De discrepantie tussen hoe Rau naar het huis kijkt en hoe het huis naar zichzelf kijkt zorgt voor frictie, een die zich concreet heeft laten voelen in aanloop naar het openingsweekeinde. Meeusen: ‘We hebben als gekken gewerkt – maar we hebben het gedaan, omdat we het symbolische belang begrepen, omdat we ervoor wilden gaan en onszelf weer op de kaart zetten. Alleen: na het weekend zijn vijftien van de tachtig mensen ziek geworden. Je kan op die manier een productie runnen, maar geen huis. Dit tempo mag niet de norm zijn. Wij moeten een marathon lopen, geen spurt.’ Misschien ligt daar wel de grootste valkuil voor Rau: dat hij het stadstheater zou blijven behandelen als was het een klein productiehuis. Meeusen: ‘In dat geval zou hij veel laten liggen. Ons apparaat is misschien logger dan IIPM maar het biedt ook kansen – hier zitten meer mensen, middelen en mogelijkheden. Er is een ploeg van tachtig man met een schat aan ervaring. Als hij die goed benut kan hij een enorme sprong maken.’ Rau was nooit eerder artistiek leider van een groot instituut. Meeusen: ‘Wij kunnen hem leren hoe hij ons moet gebruiken. Hem daarin opvoeden; dat zie ik als onze voornaamste taak.’

Duurzaamheid?
Met de transformatie van NTGent lijkt kortom een begin te zijn gemaakt, al is er tussen huis en artistiek leider nog een lange en wederzijdse leercurve te gaan. De cruciale vraag is of Rau de tijd zal nemen/hebben/krijgen om het proces te vervolmaken. Meeusen: ‘Het is mijn enige bezorgdheid. Ons huis is als een auto waar om de zoveel tijd een chauffeur in komt die een tijdje rondrijdt, tot de wagen aan de kant wordt gezet, in afwachting van een nieuwe bestuurder. Telkens dat gebeurt is het voor ons opnieuw beginnen.’ Nathalie De Boelpaep maakt zich weinig zorgen. ‘Natuurlijk gaat Milo hier niet zitten tot zijn pensioen – en dat is maar goed ook. Maar we laten ons niet verlammen door de gedachte dat hij zou weggaan. Heel recent nog kwam hij in een vergadering binnen en zei: ‘I decided this weekend – l’ll set this through all the way.’ Hij méént het met NTGent.’ (lacht) Geruststellend is het feit dat Rau, hoeveel aandacht hij ook naar zich toezuigt, niet de enige is die het transitieproces trekt. Het was wel degelijk een triumviraat dat in april 2017 naar buiten trad als het nieuwe hoofd van NTGent. Heene: ‘De veranderingen die we nu doorvoeren worden breder gedragen. Dat moet ook: één man kan geen instituut hervormen, dat doen we samen.’ Het zou in ieder geval passend zijn voor een ‘stadstheater van de toekomst’ dat duurzaamheid hoog in het vaandel voert: dat het ook zelf een nieuwe bedding vindt in een duurzaam model.
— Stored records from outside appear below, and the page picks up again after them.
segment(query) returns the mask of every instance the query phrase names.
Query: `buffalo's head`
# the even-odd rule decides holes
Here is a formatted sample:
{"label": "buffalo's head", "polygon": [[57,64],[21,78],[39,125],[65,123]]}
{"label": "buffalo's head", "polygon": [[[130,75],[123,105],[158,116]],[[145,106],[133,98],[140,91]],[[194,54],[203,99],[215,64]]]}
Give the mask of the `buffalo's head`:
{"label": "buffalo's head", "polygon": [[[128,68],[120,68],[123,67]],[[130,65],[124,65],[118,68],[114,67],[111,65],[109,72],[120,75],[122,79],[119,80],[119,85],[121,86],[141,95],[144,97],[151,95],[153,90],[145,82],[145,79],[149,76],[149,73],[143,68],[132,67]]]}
Milo Rau (Bern, 1977) staat centraal op theaterfestival Brandhaarden in 2019. Van 24 januari tot en met 6 februari zijn in Internationaal Theater Amsterdam te zien: Lam Gods (NTGent), Lenin (Schaubühne Berlin), Empire (IIPM), Five Easy Pieces (Campo / Kunstenfestivaldesarts), The 120 Days of Sodom (Schauspielhaus Zürich en Theater Hora) en l’Histoire du théâtre I (NTGent / Kunstenfestivaldesarts).